Tyndale set a worthy example for modern Bible translators who, though they have more ancient sources and more-modern tools, like computers, still face an arduous and complex task.

In accurately communicating the message and intent of the original writer, modern Bible translators say they have several important jobs, including:

• To find out what the original language says, not just the meaning of the individual words, but the meaning of those words as they were understood by the person who wrote them and the people who read them for the first time;

• To say the same thing in words that the target audience will understand;

• To say it in such a way that the target readers will understand the subject in the same way that the readers of the original document did.

Straightforward as that may sound, Bible translation is far from a simple thing to do, and always involves several potentially problematic steps.

First, the translator must find out what the original language says.
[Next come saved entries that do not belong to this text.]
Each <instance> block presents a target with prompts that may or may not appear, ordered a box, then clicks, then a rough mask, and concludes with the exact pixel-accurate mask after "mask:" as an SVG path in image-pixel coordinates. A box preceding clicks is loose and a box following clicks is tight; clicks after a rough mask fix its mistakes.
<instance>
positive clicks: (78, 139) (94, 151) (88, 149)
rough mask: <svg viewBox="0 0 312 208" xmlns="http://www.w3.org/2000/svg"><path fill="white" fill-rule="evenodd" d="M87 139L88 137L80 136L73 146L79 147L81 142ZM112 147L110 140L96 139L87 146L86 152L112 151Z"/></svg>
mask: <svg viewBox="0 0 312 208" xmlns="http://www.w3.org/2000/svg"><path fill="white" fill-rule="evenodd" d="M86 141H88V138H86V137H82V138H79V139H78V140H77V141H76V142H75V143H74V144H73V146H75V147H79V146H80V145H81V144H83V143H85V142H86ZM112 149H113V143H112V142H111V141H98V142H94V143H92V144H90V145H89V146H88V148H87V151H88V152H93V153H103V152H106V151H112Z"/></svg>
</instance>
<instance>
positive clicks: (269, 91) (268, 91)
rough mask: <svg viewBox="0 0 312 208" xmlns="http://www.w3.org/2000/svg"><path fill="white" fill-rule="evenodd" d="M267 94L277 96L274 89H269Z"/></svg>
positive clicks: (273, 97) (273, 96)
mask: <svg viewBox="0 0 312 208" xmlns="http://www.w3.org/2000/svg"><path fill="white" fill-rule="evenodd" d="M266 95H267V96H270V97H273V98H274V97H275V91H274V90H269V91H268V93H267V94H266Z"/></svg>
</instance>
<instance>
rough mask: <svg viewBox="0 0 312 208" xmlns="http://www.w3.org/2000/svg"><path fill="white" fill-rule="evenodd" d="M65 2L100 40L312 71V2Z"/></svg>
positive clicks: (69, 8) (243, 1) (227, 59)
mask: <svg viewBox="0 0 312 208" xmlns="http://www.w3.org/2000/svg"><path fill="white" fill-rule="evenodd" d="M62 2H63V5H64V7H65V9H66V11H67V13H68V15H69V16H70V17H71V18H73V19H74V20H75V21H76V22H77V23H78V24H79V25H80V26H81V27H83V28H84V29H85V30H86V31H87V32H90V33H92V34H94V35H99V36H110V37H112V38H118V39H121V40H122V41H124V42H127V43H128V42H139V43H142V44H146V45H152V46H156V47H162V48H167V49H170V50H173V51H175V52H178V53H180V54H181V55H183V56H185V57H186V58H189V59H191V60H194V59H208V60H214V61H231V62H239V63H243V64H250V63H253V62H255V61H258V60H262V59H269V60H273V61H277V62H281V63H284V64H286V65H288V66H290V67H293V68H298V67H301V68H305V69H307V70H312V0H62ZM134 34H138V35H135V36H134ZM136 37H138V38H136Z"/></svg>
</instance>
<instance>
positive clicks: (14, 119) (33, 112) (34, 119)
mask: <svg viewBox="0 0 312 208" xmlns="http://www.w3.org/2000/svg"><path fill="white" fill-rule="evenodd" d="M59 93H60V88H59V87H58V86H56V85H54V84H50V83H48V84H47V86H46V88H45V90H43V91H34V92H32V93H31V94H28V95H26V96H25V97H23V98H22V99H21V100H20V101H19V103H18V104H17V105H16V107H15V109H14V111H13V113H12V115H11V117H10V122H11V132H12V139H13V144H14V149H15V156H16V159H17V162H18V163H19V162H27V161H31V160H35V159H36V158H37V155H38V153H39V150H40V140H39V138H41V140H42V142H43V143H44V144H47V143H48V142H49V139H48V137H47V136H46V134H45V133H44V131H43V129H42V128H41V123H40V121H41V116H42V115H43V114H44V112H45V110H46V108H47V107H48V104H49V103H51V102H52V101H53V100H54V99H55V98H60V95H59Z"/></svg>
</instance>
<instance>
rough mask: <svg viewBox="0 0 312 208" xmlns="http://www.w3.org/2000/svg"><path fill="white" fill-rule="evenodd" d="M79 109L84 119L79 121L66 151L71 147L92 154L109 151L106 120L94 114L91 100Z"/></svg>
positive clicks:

This begins with an understanding of vocabulary—the words themselves. Vocabulary problems can be confusing—and often “confusing” means “comical.”

The classic example of misunderstood vocabulary occurs in one of the early Spanish translations of the New Testament. John 20:14f describes Jesus approaching the bereaved Mary Magdalene in the garden following his resurrection. She turned to face him and mistook him for the gardener.

But the early translator did not fully recognize the difference between the several Spanish words for turning. The word he chose is the same one the Indian women used to describe turning over a tortilla. The meaning it conveys is roughly the same as flipping a pancake. Taken literally, this translation would imply that the bereaved Mary was an acrobat: in order to turn and face Jesus, says this version, she did a flip.